Rendra menaikkan alis. "Kenapa, Pak? Mereka mencoba membunuh Bapak."
"Jika polisi datang, ini akan jadi skandal media. Lawan politikku akan memutarbalikan fakta, mengatakan aku terlibat utang piutang dengan preman. Elektabilitasku akan hancur, dan proyek itu akan batal," jelas Pak Seno, menyeka darah di bibirnya. "Kita harus selesaikan ini secara tertutup."
"Maksud Bapak?"
"Bawa mereka pergi. Buang mereka di depan kantor polisi atau rumah sakit jauh dari sini. Tanpa identitas. Biar mereka jadi pesan bagi yang mengirimnya," kata Pak Seno dingin. Sisi gelap politik mulai terlihat.
Rendra menatap Bagas. Bagas mengangguk. Itu pekerjaan mudah baginya.
"Baik, Pak. Paman saya akan mengurusnya," kata Rendra. "Tapi Bapak harus menjamin keamanan Clara mulai malam ini. Jika Bapak tidak bisa, biarkan saya yang mengatur sistem keamanan rumah ini."

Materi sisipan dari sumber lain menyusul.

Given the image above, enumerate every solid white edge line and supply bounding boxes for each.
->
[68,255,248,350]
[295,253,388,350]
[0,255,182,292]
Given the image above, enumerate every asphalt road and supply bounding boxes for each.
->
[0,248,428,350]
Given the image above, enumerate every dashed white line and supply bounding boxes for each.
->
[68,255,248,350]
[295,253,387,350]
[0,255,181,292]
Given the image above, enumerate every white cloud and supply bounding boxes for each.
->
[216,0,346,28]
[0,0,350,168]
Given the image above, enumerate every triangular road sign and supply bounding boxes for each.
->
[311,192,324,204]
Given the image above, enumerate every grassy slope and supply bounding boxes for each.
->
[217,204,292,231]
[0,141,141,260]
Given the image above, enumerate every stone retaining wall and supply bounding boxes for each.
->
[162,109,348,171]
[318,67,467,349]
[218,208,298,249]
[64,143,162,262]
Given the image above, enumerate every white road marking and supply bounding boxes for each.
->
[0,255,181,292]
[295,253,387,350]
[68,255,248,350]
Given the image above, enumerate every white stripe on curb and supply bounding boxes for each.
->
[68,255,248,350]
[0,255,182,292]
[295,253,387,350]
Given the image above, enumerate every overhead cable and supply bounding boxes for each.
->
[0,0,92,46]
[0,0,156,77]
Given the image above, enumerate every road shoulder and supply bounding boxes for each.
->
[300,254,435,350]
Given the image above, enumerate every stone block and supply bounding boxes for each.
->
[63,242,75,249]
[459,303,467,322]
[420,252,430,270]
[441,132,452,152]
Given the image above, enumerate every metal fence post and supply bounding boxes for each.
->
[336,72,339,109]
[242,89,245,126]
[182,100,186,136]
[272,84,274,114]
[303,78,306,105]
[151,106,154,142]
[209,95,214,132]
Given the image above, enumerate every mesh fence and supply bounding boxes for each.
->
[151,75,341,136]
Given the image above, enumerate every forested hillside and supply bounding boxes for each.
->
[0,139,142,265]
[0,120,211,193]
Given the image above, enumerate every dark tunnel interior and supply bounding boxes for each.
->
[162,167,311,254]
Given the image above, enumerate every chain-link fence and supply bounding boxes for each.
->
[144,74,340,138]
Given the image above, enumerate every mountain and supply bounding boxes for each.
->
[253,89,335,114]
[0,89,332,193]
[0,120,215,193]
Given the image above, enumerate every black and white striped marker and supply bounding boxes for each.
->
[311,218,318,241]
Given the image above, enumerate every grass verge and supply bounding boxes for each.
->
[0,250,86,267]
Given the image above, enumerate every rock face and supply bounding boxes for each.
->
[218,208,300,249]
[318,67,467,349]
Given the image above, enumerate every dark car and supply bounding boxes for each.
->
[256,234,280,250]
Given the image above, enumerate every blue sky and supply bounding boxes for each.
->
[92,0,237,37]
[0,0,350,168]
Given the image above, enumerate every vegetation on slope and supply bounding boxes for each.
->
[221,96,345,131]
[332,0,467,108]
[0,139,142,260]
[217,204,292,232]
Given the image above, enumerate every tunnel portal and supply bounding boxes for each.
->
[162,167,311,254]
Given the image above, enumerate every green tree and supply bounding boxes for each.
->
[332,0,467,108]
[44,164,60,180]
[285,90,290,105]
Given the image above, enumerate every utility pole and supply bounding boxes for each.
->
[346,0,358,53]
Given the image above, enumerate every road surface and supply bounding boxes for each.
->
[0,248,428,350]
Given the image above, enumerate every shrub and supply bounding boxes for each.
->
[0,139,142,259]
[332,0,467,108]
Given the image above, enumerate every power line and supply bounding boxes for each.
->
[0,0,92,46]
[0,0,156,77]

Pak Seno menatap Rendra dalam-dalam. "Kau... kau bisa mengatur keamanan?"
"Saya punya kenalan di perusahaan keamanan swasta," Rendra berbohong lagi. Padahal ia akan memasang sistemnya sendiri. "Nusantara Security."
"Lakukan," kata Pak Seno. "Apapun biayanya. Lindungi putriku."
Malam itu berakhir dengan Rendra bukan hanya sebagai penyelamat, tetapi sebagai kontraktor keamanan de facto keluarga Paramita. Saat Rendra pamit pulang (setelah Bagas 'membersihkan' tamu tak diundang), Clara mengantarnya sampai ke pintu.
"Rendra," panggil Clara.
"Ya?"
"Kau bohong soal buku catatan, kan?" bisik Clara. "Buku catatanku ada di tas, di kamarku."
Rendra terdiam.
Clara melangkah maju, mencium pipi Rendra sekilas. "Aku tidak peduli bagaimana kau tahu. Terima kasih sudah datang. Kau... kau pahlawanku."
Rendra berjalan menembus hujan menuju mobil. Pipinya terasa hangat, tapi hatinya dingin. Clara mulai curiga, tapi rasa terima kasihnya menutupi kecurigaan itu. Itu adalah keseimbangan yang berbahaya. Namun, Rendra menang. Iron Wall kini bukan lagi penyadapan ilegal. Ia baru saja mendapat izin resmi dari Pak Seno untuk membentengi rumah itu. Rendra akan mengubah rumah Paramita menjadi benteng yang tak tertembus, dengan dirinya sebagai pemegang kuncinya.
Di dalam mobil, Rendra mengirim pesan ke Wirawan.
"Serangan Partai Keadilan di rumah Paramita gagal. Aset aman. Aku yang menanganinya."
Rendra tidak meminta izin. Dia memberi tahu. Dia mulai memposisikan dirinya setara dengan Wirawan.